Yep, and both perspectives are important. A couple of thoughts.
I appreciate CH's experience a lot, but one quibble I have. While I certainly agree that cost share affects utilization, I don't believe that utilization in and of itself is a major problem. Our utilization is largely in line with other developed countries with far cheaper and better health care systems. The primary problem is costs. I have no doubt that increasing cost sharing would decrease ED visits, and we know from the Oregon Medicaid study that increased coverage does not decrease, and in fact, may increase ED visits. But I think cost sharing is the wrong lever to press.
One, ED visits cost far too much, which needs to be addressed.
Two, many of the patients who take advantage of heavily subsidized or free care end up in the (more expensive) ED due to education and access issues, or other failures of our social safety net. Congress steps on its own dick when it does things like
letting funding for community health centers lapse, where many of these patients could potentially be treated far more cheaply and stay out of the ED. Hell, cities have gone so far as
to pay peoples' rent! because it is cheaper to house the homeless than continue to treatment in the ED.
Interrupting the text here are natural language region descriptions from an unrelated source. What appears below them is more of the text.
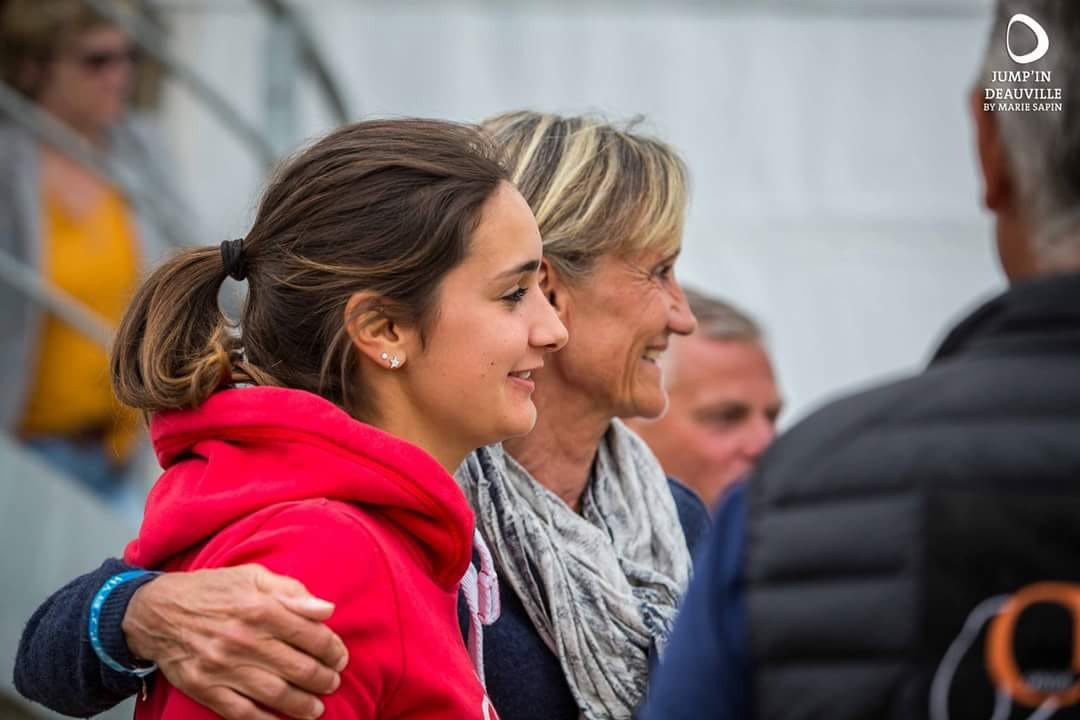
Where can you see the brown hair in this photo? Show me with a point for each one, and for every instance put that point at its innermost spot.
(383, 205)
(595, 188)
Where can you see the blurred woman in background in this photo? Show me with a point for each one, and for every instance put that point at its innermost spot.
(79, 232)
(592, 542)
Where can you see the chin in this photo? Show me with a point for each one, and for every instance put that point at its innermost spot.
(517, 423)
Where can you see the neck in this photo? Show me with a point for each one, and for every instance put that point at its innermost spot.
(91, 133)
(558, 453)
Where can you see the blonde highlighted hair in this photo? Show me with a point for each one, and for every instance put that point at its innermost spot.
(595, 188)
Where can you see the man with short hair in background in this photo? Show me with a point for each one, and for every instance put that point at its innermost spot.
(723, 401)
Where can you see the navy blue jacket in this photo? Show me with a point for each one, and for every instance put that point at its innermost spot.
(57, 667)
(841, 573)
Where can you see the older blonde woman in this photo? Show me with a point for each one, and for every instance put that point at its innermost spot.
(590, 539)
(77, 230)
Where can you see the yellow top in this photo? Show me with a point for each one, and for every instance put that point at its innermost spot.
(94, 259)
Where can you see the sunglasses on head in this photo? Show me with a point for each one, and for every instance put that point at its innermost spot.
(96, 60)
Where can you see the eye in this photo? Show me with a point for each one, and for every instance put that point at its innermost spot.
(516, 296)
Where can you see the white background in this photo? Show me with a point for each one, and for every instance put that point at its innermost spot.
(835, 188)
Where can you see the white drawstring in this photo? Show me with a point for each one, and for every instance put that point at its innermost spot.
(482, 596)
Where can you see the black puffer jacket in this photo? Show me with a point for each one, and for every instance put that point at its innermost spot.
(878, 525)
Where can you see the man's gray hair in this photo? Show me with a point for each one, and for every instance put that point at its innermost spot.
(721, 321)
(1042, 147)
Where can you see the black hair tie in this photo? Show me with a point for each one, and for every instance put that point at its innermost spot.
(232, 258)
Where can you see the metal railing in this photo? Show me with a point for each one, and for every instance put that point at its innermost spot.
(142, 190)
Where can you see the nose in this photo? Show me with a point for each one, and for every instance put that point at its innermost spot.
(548, 330)
(680, 318)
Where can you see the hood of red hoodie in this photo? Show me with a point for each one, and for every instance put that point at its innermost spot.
(246, 449)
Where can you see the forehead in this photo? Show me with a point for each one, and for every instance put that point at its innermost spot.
(706, 366)
(106, 37)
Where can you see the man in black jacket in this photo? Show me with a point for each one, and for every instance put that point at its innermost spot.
(892, 556)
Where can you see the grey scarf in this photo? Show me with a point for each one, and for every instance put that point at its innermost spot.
(601, 587)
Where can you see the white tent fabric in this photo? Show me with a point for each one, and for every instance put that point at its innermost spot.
(835, 189)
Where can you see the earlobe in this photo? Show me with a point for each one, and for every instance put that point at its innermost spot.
(373, 333)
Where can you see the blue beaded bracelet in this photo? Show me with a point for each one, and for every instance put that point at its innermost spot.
(95, 615)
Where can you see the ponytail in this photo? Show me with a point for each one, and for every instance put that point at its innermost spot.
(174, 348)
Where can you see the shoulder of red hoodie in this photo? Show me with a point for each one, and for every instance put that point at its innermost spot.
(406, 655)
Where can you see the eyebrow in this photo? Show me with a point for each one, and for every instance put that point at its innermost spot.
(528, 266)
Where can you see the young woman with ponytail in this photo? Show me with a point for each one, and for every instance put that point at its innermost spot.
(391, 323)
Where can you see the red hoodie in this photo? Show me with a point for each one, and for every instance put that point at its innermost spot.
(286, 479)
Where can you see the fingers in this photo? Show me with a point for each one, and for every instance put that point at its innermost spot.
(300, 669)
(273, 693)
(288, 588)
(309, 639)
(301, 626)
(230, 705)
(309, 607)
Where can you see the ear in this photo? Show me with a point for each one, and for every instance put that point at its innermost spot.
(993, 161)
(375, 335)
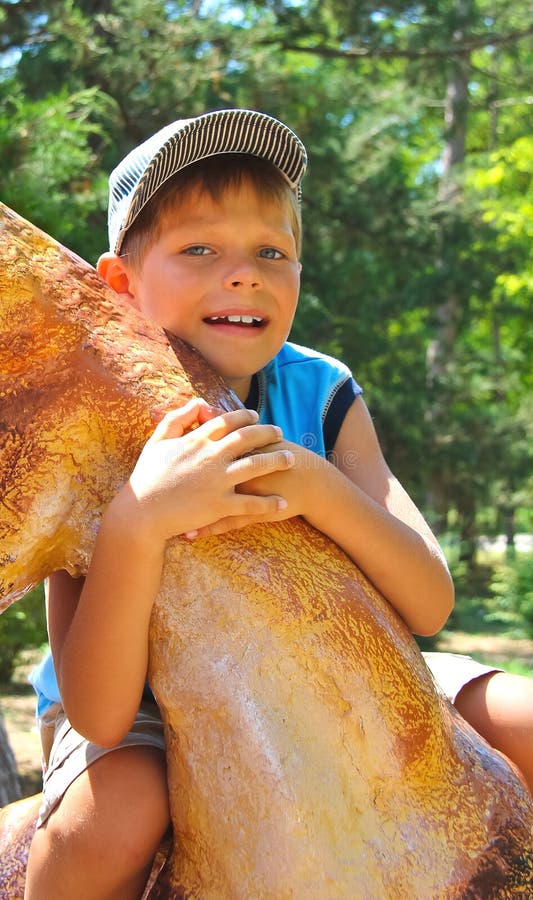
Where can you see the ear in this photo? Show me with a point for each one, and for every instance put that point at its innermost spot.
(115, 272)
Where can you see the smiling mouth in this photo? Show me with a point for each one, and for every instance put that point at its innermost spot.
(246, 321)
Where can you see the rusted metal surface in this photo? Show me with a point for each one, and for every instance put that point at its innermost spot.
(310, 755)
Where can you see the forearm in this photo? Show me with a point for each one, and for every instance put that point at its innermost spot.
(407, 567)
(103, 661)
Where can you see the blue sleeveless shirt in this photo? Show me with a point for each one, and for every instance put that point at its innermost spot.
(308, 395)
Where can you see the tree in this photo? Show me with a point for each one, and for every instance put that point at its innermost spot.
(409, 274)
(9, 783)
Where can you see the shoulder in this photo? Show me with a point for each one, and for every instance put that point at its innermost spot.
(296, 355)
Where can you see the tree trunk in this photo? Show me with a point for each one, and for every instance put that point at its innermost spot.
(9, 783)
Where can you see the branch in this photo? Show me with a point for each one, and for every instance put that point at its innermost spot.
(457, 49)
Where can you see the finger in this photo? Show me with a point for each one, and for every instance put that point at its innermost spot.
(177, 421)
(205, 413)
(271, 509)
(248, 467)
(227, 423)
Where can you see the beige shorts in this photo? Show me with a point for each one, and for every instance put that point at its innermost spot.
(451, 671)
(66, 754)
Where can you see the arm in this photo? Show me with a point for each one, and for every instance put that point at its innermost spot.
(360, 505)
(363, 508)
(182, 481)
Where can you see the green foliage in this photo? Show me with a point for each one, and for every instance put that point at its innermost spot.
(416, 270)
(22, 627)
(512, 587)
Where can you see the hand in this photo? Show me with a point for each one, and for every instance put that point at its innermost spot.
(186, 476)
(296, 484)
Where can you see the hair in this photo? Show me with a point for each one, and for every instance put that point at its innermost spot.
(214, 176)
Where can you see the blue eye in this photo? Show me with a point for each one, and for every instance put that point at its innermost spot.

Three, we have good evidence that patients are already delaying care and suffering significant hardships due to costs. And not just anecdotes like the guy who won the lottery and finally was able to afford the doctor, only find out he had stage IV cancer and died shortly thereafter, but larger datasets that shows things like
spikes in health care spending after tax refunds are available, and there have been mountains of data published on the financial toxicity associated with illness in our country (
an example for patients with cancer).
Finally, to this quote from above
Primary care, chronic condition management, emergency/trauma care, and preventive visits should be free for everyone. Very few people are going to overutilize those products, and more primary care and prevention utilization drives costs down in the long run.
I agree with your first sentence, but for a different reason. Many people (myself include, previously) believe that preventive care drives down costs. The data actually don't support this.
There was a good piece in the Upshot about this the other day. But even if it isn't a cost saver, it's still the right thing the do. The last lines from the piece:
But money doesn’t have to be saved to make something worthwhile. Prevention improves outcomes. It makes people healthier. It improves quality of life. It often does so for a very reasonable price.
There are many good arguments for increasing our focus on prevention. Almost all have to do with improving quality, though, not reducing spending. We would do well to admit that and move forward.